I have no interest in creating Synthetic Idealized Bill Gates or Robot Idealized John Nash, at least not for the sake of their "intelligence." We have to be asking what AI is for. It seems like if you want a synthetic intellectual, you probably want it to be a good collaborator. And I have no evidence that "intelligence" as typically defined is a good predictor for collaborative skill.
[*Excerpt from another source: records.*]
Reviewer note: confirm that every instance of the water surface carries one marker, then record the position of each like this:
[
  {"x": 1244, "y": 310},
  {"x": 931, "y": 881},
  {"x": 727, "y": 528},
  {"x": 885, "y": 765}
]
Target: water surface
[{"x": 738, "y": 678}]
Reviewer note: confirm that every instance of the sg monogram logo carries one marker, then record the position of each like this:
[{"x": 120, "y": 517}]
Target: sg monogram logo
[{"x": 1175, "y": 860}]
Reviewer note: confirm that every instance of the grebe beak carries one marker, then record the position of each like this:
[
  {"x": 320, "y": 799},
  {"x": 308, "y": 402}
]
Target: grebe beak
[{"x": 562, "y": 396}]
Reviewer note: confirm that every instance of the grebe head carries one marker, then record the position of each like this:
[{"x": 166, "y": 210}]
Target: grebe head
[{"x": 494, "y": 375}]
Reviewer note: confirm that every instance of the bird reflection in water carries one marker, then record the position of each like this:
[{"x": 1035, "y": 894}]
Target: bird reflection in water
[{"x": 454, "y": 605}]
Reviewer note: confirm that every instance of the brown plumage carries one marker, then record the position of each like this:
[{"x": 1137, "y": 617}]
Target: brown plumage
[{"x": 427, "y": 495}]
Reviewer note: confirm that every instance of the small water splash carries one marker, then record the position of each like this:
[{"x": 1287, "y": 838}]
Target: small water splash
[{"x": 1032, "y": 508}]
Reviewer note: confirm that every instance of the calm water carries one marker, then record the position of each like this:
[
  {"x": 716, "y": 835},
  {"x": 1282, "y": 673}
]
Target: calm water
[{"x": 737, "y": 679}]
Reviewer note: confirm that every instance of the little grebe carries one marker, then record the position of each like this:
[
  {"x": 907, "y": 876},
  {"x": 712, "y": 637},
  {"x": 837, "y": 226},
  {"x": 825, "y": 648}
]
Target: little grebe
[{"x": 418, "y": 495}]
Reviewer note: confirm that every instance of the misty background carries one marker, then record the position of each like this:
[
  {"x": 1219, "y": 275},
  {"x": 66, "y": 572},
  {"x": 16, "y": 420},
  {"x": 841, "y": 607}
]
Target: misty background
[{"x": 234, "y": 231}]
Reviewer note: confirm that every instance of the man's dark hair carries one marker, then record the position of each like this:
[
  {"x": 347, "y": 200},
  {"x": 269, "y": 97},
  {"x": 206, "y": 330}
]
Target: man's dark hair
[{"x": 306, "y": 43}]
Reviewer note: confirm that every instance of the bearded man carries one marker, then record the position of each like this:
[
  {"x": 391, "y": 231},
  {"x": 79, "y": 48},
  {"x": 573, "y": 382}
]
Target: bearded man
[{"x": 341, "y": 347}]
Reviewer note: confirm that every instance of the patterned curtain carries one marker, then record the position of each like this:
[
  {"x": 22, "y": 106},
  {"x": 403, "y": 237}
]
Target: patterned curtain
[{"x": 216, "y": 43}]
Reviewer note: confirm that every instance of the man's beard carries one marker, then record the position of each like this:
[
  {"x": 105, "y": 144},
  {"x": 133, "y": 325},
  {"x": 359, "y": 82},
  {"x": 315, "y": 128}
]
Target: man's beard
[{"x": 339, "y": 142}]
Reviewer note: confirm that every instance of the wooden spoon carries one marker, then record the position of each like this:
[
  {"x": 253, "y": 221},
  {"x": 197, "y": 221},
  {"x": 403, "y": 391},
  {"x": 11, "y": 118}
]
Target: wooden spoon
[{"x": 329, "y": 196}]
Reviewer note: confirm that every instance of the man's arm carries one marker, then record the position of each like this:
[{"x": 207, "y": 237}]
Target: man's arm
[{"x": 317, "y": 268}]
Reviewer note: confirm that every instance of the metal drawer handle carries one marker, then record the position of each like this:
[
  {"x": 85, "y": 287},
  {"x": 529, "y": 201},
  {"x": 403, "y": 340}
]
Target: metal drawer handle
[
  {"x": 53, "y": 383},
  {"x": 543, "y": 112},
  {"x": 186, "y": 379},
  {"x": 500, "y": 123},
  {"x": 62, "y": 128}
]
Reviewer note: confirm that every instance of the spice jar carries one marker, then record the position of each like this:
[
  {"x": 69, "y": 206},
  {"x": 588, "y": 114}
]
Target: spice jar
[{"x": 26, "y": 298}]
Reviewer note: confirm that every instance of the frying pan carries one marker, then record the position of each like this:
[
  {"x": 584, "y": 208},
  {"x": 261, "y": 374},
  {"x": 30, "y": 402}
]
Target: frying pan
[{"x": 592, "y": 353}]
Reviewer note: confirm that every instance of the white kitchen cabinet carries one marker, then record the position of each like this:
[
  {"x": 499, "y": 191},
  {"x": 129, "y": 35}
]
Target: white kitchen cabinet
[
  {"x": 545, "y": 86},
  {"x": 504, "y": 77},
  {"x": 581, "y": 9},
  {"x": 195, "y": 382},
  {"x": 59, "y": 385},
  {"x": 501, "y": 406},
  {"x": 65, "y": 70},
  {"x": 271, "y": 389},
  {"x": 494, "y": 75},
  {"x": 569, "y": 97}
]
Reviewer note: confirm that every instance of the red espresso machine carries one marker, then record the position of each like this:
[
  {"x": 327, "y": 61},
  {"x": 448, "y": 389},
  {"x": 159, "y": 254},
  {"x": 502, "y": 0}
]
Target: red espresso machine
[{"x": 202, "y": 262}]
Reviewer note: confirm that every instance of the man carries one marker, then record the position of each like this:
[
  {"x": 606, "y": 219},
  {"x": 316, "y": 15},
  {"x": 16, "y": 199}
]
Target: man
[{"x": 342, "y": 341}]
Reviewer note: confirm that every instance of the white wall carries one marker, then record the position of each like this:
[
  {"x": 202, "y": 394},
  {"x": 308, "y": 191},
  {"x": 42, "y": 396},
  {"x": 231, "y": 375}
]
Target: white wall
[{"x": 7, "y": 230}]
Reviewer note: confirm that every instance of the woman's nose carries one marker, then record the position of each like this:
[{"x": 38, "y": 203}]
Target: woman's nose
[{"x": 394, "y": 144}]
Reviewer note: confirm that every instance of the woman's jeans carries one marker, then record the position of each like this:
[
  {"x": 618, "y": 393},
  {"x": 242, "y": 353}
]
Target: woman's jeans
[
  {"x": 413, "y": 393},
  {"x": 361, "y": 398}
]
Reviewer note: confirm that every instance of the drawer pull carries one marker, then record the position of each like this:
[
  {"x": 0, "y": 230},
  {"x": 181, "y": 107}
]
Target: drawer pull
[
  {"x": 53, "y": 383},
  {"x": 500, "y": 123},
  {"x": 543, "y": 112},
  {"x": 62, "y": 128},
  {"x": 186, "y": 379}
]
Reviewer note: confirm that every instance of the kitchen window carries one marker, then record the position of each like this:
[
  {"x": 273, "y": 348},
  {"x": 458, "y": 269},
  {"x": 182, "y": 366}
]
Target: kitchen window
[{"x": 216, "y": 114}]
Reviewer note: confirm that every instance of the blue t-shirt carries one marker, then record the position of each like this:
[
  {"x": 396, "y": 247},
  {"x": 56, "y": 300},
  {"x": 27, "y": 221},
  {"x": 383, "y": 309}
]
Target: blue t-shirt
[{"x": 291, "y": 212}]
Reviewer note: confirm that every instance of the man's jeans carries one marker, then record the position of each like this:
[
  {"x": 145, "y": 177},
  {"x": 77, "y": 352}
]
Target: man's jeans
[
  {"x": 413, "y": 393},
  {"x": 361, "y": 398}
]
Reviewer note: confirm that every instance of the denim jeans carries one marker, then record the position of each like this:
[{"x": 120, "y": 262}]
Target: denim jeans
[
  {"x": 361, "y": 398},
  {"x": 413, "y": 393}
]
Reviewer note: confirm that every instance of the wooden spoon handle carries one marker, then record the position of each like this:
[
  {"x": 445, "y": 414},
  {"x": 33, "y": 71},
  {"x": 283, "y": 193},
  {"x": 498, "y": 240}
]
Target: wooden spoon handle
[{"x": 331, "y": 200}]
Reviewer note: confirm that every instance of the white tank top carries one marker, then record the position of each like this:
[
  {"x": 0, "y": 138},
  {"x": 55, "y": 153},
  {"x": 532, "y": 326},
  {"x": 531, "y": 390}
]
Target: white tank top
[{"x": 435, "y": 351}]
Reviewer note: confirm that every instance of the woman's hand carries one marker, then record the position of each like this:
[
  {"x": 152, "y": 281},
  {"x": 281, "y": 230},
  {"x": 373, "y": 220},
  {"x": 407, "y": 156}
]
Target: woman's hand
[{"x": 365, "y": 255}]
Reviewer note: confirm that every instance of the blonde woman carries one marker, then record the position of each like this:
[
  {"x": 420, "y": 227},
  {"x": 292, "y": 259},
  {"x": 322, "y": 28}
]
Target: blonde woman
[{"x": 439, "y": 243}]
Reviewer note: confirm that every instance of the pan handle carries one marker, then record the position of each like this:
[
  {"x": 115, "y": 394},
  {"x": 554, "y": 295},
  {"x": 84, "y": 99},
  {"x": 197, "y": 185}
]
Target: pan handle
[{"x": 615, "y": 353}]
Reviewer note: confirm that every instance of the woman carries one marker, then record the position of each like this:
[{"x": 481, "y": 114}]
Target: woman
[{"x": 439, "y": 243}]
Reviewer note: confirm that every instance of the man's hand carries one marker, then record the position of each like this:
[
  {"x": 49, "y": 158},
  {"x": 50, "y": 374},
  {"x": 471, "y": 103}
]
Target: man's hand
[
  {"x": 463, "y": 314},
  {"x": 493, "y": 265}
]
On the other hand, I like working with proof assistants and automated deduction systems (e.g. Twelf, Agda, Coq, Prolog, ASP, Ceptre, STRIPS planners). It's not because these things are intelligent but because they do something (a) predictably and (b) quickly. I like generative methods because they, like young human children, repeat the things I tell them in novel and amusing configurations. I wouldn't call that intelligence, but I might call it creativity or whimsy.
I'm finding it an interesting exercise to go through Tim's list of alternatives to intelligence and identify which "synthetic" versions exist or don't:
- Synthetically curious: web crawling, stochastic search, query generation
- Synthetically hard-working: most automation systems
- Synthetically well-read: text processing, natural language processing (NLP), narrative analysis
- Synthetically knowledgeable: expert systems, commonsense reasoning
- Synthetically thoughtful: automated deduction? What about other kinds of thoughtfulness (e.g. consideration for diplomacy or emotional context?)
- Synthetically open-minded: // TODO
- Synthetically creative: See: ICCC conference
- Synthetically attentive to detail: most AI
- Synthetically analytical: static/dynamic analysis; NLP; image/sound processing...
- Synthetically careful: software verification
- Synthetically collaborative: mixed-initiative creativity tools; interactive theorem provers
- Synthetically empathetic: Affective computing? // TODO
- Synthetically articulate: narrative summarization; natural language generation?
- Synthetically good at listening: chatbots/dialogue systems, ideally // TODO
A secretly great thing about being more "politically correct" (as in: more considerate of the language we use) is that it's really about being more precise and concrete, which in turn is a great mechanism for generating research ideas.
Edit to add: I also think it would be rather interesting, if someone isn't doing it already, to try to model human cognition that we label as *less* intelligent, or neuro-atypical. What would a computational model of autism or dissociative identity disorder look like? How might we represent a computational agent experiencing anxiety, depression, or trauma? Answers to these questions could also lead towards new answers to some of the questions above, like how synthetic empathy or social skills might work.